Brexit-related changes are set to make it more expensive for car dealers in the North of Ireland to source second-hand vehicles from GB.
Currently when dealers buy a vehicle in GB and then sell it in the North of Ireland, they only have to pay VAT on the profit.
But from January they will have to pay VAT on the full price they paid for the car in GB.
This will drastically reduce the profit margins on those vehicles or see price rises for consumers.
The VAT bill for a car bought for £8,000 and sold for £10,000 could rise from £333 to £1666.
GB is a significant source of second-hand cars for the North of Ireland either from auctions or cars coming off a lease.

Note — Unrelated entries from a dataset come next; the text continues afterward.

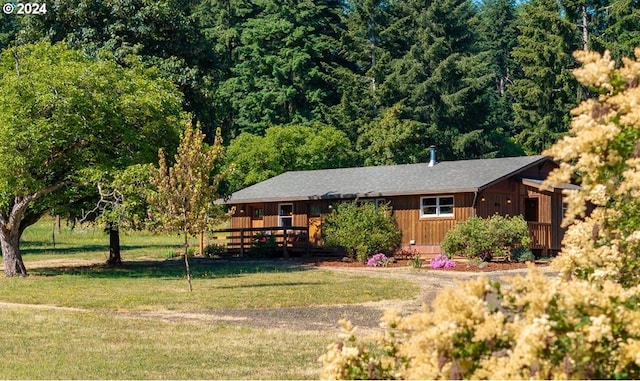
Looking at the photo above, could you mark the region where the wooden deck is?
[212,226,312,257]
[527,222,560,252]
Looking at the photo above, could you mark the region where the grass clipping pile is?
[320,49,640,379]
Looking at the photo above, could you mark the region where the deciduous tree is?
[149,123,226,291]
[0,43,183,276]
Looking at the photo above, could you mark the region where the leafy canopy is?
[0,43,183,217]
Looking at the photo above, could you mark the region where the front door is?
[251,206,264,228]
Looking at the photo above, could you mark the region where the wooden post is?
[240,230,244,257]
[199,232,204,257]
[282,229,289,258]
[51,215,56,249]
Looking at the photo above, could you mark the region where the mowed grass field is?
[0,219,418,379]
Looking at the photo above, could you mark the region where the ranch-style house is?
[220,150,576,254]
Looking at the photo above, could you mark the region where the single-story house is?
[225,155,575,254]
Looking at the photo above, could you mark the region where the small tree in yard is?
[149,123,226,291]
[322,201,402,262]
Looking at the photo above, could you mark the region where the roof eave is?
[216,188,480,205]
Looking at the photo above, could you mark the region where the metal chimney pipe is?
[429,145,436,167]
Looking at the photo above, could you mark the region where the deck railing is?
[212,226,310,257]
[527,222,552,250]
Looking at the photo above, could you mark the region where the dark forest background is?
[0,0,640,191]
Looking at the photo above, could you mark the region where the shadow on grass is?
[20,241,182,255]
[30,258,316,279]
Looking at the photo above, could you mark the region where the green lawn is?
[0,220,418,379]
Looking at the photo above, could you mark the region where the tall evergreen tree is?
[592,0,640,62]
[511,0,579,154]
[383,0,496,160]
[330,0,408,142]
[221,0,348,133]
[478,0,521,150]
[0,12,20,51]
[194,0,258,136]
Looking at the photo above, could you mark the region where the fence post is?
[282,228,289,258]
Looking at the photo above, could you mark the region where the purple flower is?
[367,253,389,267]
[429,254,456,269]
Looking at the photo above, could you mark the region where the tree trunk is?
[0,227,27,276]
[107,223,122,266]
[184,232,193,292]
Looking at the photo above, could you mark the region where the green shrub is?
[203,244,227,258]
[511,246,536,262]
[442,215,530,261]
[247,233,278,257]
[322,201,402,263]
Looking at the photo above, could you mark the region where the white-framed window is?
[278,204,293,228]
[420,196,453,218]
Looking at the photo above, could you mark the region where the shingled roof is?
[226,156,551,204]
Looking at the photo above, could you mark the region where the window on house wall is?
[524,198,538,222]
[251,207,264,220]
[278,204,293,227]
[309,204,322,217]
[420,196,453,217]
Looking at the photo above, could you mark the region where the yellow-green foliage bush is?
[321,49,640,379]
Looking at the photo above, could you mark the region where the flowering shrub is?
[442,214,531,261]
[322,201,402,263]
[429,254,456,269]
[321,49,640,379]
[367,253,390,267]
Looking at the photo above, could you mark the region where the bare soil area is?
[6,258,551,332]
[160,259,551,332]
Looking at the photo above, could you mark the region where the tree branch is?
[2,181,67,231]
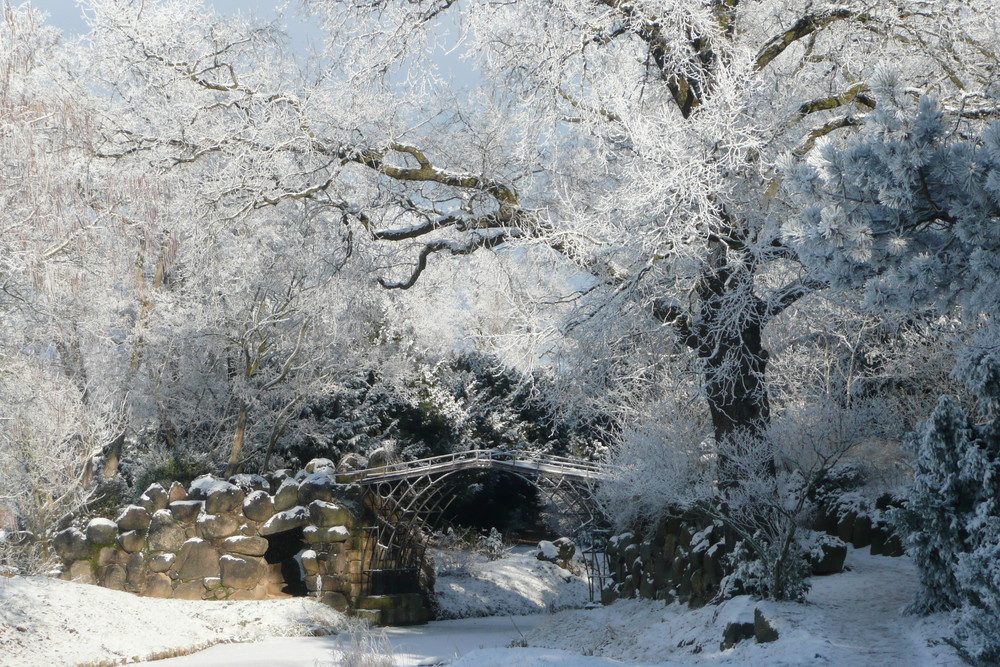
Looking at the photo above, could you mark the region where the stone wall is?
[601,512,735,607]
[53,459,364,611]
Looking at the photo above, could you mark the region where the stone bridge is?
[346,449,610,608]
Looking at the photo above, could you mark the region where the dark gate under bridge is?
[354,449,609,600]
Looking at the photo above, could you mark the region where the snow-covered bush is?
[476,528,511,560]
[784,73,1000,664]
[891,396,1000,664]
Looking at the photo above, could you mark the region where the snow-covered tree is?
[78,0,997,496]
[786,78,1000,665]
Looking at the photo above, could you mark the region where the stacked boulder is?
[601,513,735,607]
[52,459,363,610]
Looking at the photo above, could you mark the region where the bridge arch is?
[355,449,609,596]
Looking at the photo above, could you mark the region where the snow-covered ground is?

From January many EU rules will apply on trade from GB to NI including what is known as the VAT margin scheme.
The margin scheme is the arrangement which allows VAT to be paid on the profit rather than the full price.
From January 1, 2021, the North of Ireland will be part of the EU scheme rather than the UK one.
Official guidance from HMRC states: “In line with EU rules, margin schemes involving goods, such as the second-hand margin schemes, will not usually apply for sales in Northern Ireland where the stock is purchased in Great Britain.
“Margin schemes will remain available for sales of goods that are purchased in Northern Ireland or the EU, whether sold to customers in Northern Ireland, Great Britain or the EU.”
It is understood the issue is being raised at the Joint Committee – the UK-EU body which is overseeing the NI part of the Brexit deal.
The EU would have to agree to set aside this provision of the deal if the new arrangement is not to begin in January.